I am not a lawyer, and I am unsure, but I am under the impression there are limits on which variables health insurance companies can vary their prices on. I think health insurance is another example of classic price discrimination costing normal people money. Hospitals will charge different amounts of money for the same medical procedure and the same level of car depending on which insurance is getting billed, or if no insurance is billed. This is caused by thousands of accountants negotiating in advanced.
I am actually not worried about Surveillance Capitalism powered Price Discrimination in it's current state. It is probably happening already, but not to a wide degree. A few things would make me worry, and they are also mostly things that are opportunities for price discrimination.
* There is no cash option. There is no resell option. There are no advertised prices.
* I must disclose personal information to do business, before the prices are revealed. You can link your travel agent website with social media, but you can also guest checkout from a public library.

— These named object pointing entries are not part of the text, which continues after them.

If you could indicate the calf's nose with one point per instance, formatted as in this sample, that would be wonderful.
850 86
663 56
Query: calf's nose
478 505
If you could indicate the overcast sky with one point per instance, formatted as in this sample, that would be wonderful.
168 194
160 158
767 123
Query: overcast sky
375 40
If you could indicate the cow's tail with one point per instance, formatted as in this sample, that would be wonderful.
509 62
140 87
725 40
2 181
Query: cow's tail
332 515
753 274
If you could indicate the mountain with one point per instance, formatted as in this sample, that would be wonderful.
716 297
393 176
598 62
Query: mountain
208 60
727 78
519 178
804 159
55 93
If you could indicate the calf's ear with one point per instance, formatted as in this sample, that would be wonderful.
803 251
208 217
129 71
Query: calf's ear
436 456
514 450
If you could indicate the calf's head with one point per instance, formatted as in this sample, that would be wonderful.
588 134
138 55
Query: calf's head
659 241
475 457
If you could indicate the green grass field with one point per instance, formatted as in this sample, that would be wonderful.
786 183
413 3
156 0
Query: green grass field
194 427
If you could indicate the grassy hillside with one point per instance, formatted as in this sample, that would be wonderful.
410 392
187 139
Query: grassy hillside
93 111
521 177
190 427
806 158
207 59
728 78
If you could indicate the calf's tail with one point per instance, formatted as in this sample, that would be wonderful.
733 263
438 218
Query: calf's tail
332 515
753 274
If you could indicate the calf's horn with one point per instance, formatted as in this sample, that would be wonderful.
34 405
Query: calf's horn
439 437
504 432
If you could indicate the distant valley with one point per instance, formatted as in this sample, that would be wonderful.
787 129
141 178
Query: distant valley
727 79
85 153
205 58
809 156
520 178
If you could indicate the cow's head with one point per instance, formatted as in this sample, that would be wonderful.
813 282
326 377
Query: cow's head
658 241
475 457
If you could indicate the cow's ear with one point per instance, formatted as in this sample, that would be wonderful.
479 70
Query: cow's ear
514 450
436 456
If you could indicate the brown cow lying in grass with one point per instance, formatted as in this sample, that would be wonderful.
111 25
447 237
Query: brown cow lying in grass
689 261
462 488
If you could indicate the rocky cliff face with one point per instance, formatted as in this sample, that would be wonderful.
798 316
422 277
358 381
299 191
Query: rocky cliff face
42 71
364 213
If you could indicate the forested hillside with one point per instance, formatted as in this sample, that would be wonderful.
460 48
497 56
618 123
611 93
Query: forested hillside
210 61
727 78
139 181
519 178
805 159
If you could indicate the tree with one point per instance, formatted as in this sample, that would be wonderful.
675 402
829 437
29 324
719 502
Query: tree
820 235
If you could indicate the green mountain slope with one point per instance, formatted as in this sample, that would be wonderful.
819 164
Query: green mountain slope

* Comparative shopping is hard/impossible. Ideally the information age actually empowers consumers on this one. This doesn't stop companies from varying prices based on individuals, but it does put downward pressure on prices. Cartels and price collusion can negate this.
Surveillance capitalism powering price discrimination sounds scary, but there seems to be few examples of ML powered price discrimination. Currently we are paying massive amounts for simple price discrimination. You can save a ton of money (for things in general) by searching for discounts, booking ahead of time, accepting slower shipment, waiting for off-season/off-peak, buying in bulk, haggling, etc.